Il primo ministro ha quindi elencato i sei punti della strategia del governo: 1) riduzione del surplus primario; 2) ristrutturazione del debito; 3) protezione di stipendi e pensioni; 4) redistribuzione del reddito a favore della maggioranza della società; 5) ripristino della contrattazione collettiva; 6) un programma di investimenti.

In ragione del delicato momento, ci si aspettava un discorso di “alto profilo” politico. Ma Tsipras deve ancora dimostrare di essere un oratore (o quantomeno avvalersi di un ghost-writer che abbia maggiore destrezza comunicativa), al pari dei due storici avversari ancora sulla piazza, Samaras e Venizelos. I due, nei loro interventi, hanno mosso critiche puntuali al governo, e hanno ribadito il loro “no” a una possibile convergenza di opinioni con il governo sul tema della trattative. Entrambi hanno preannunciato un terzo Memorandum. E Tsipras di rimando: “Questo governo non firmerà un nuovo Memorandum”.

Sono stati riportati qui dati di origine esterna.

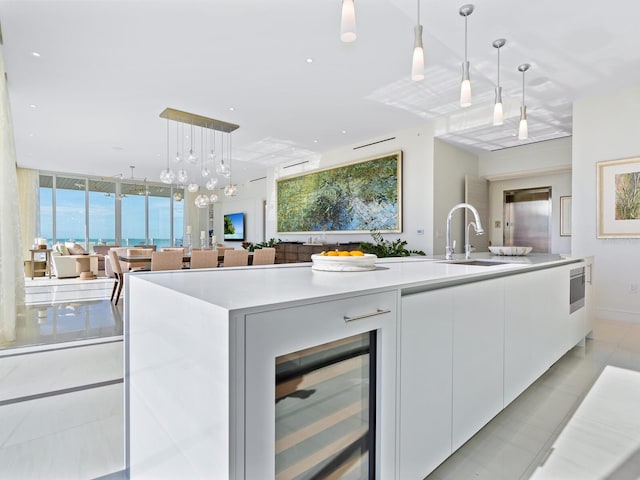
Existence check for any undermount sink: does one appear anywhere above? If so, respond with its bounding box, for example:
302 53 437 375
443 260 507 267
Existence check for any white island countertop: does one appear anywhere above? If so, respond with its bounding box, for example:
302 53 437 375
127 253 582 311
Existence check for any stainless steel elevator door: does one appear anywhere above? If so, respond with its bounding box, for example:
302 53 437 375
504 187 551 253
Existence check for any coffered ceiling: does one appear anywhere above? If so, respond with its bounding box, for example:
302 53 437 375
0 0 640 183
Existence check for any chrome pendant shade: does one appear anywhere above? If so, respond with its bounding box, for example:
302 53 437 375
493 38 507 125
459 4 474 108
518 63 531 140
411 0 424 82
160 119 176 184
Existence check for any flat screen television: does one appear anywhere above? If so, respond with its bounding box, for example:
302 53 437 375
224 213 244 241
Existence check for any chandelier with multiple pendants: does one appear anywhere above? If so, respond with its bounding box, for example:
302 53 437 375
160 108 239 208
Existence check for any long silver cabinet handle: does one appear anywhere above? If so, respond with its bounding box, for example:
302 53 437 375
343 308 391 322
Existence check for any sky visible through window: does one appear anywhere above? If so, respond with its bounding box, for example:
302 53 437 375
40 187 184 246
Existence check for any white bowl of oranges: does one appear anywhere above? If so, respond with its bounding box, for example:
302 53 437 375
311 250 378 272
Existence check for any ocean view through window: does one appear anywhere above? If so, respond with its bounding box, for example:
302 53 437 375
38 174 184 250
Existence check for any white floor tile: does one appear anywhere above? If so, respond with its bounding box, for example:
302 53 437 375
0 384 124 480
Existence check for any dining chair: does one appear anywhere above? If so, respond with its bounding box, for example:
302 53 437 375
151 250 184 272
191 250 218 268
222 249 249 267
109 248 124 305
252 247 276 265
127 248 153 269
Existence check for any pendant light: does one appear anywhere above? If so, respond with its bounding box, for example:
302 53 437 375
216 129 231 178
493 38 507 125
340 0 356 43
411 0 424 82
459 4 473 107
160 118 176 184
200 128 211 179
187 124 198 164
518 63 531 140
224 132 238 197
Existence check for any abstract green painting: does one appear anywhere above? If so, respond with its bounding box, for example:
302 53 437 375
276 151 402 233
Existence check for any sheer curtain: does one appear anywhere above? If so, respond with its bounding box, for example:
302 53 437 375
0 48 24 344
17 168 40 260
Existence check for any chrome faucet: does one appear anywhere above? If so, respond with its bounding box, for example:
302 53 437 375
464 222 478 258
444 203 484 260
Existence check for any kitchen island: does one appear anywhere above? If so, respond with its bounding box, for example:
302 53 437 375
125 255 589 479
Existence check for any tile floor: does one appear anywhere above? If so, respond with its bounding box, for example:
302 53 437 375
0 276 640 480
427 320 640 480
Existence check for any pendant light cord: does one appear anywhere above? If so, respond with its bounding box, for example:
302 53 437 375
464 15 469 62
497 48 500 87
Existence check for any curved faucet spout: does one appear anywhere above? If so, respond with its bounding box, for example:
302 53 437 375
445 203 484 260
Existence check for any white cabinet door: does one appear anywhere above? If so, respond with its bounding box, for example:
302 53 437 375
452 278 504 451
504 271 546 406
584 257 594 338
399 288 456 479
504 266 578 407
244 291 399 478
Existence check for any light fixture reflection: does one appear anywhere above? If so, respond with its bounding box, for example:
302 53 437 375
340 0 356 43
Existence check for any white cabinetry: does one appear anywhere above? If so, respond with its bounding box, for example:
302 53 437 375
504 267 569 406
243 291 398 478
399 288 455 479
452 278 504 450
584 257 594 338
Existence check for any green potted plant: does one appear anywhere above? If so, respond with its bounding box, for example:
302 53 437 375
360 230 426 258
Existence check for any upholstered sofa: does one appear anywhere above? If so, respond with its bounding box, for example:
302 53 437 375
104 245 156 278
51 242 98 278
92 245 120 270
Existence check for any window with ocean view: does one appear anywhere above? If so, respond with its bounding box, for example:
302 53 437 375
38 174 184 250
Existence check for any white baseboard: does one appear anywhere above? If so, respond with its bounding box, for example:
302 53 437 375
593 308 640 323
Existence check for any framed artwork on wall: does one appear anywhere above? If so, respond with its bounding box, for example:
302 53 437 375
597 157 640 238
276 151 402 234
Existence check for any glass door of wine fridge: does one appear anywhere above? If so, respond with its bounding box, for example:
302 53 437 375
244 290 398 480
275 331 376 480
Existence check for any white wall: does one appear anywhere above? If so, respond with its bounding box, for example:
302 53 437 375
479 137 571 181
266 125 433 254
572 88 640 322
433 139 478 255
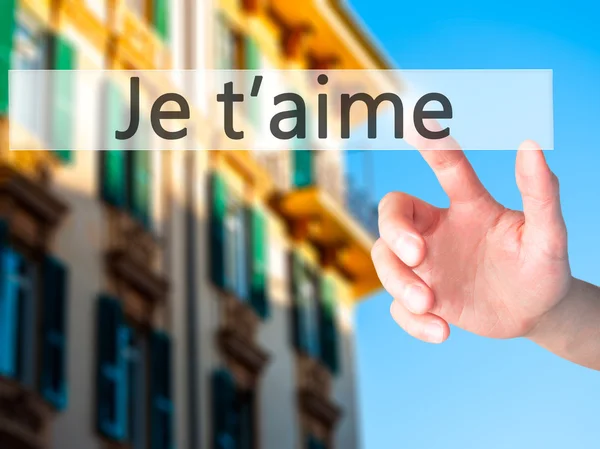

Lo scontro era scontato, stando alla tradizione del Parlamento ellenico. Tsipras, poco prima, rivolto all’opposizione aveva affermato: ”Difenderemo fino in fondo il diritto della nostra gente a vivere con dignità. È venuto il momento che ciascuno, inclusa l’opposizione, si comporti con responsabilità, vi esorto a sostenere i nostri sforzi”. Sempre Tsipras, rivolgendosi ai creditori, ha dichiarato che la bozza su cui discutere deve essere la proposta ellenica inviata a Berlino una settimana fa, proposta che era la “summa” dei colloqui del “Brussels Group”: 47 pagine che contengono alcuni superamenti della “linea rossa”, tante tasse e tanti tagli, a esclusione di riduzione delle pensioni e delle modifiche dei rapporti di lavoro. 

Sempre venerdì, mentre Alexis Tsipras parlava al telefono di Putin su problemi di interesse comune (ma il suo ministro delle Finanze dichiarava che la Grecia doveva trovare un accordo con i partner europei), è circolata la voce che il capofila dei fautori della rottura e lo spiegamento delle vele verso un radioso futuro extra-europeo, Panagiotis Lafazanis, avrebbe sostenuto che la “bozza 47”, quella ellenica per intenderci, era una buona base per discutere con gli europei. Molti hanno tirato un sospiro di sollievo, pensando che il governo sarebbe stato più compatto. Dichiarazione subito smentita. Anzi, “il governo deve passare all’attacco”, perché “ogni arretramento che fa il governo, e ne ha fatti parecchi, in contrasto con le sue dichiarazioni programmatiche, anziché portarci più vicino ad un accordo stimolano l’appetito delle istituzioni”. E, secondo Lafazanis, quella dei creditori una “miserabile tattica macchiavellica”.

A questo punto dell’euro-dramma, la Grecia sta vivendo una fase di transizione, magari fino a settembre con un ulteriore prolungamento dell’attuale programma di assistenza come stanno pensando i creditori, oppure si sta incamminando su un sentiero inesplorato. Comunque vada a finire, il Paese deve essere rifondato dalle fondamenta, deve ristrutturare la sua economia. E questa rifondazione, magari accompagnata da un leader con un forte carisma, avverrà in maniera dolorosa e traumatica. Purtroppo, sono in pochi che lo hanno intuito.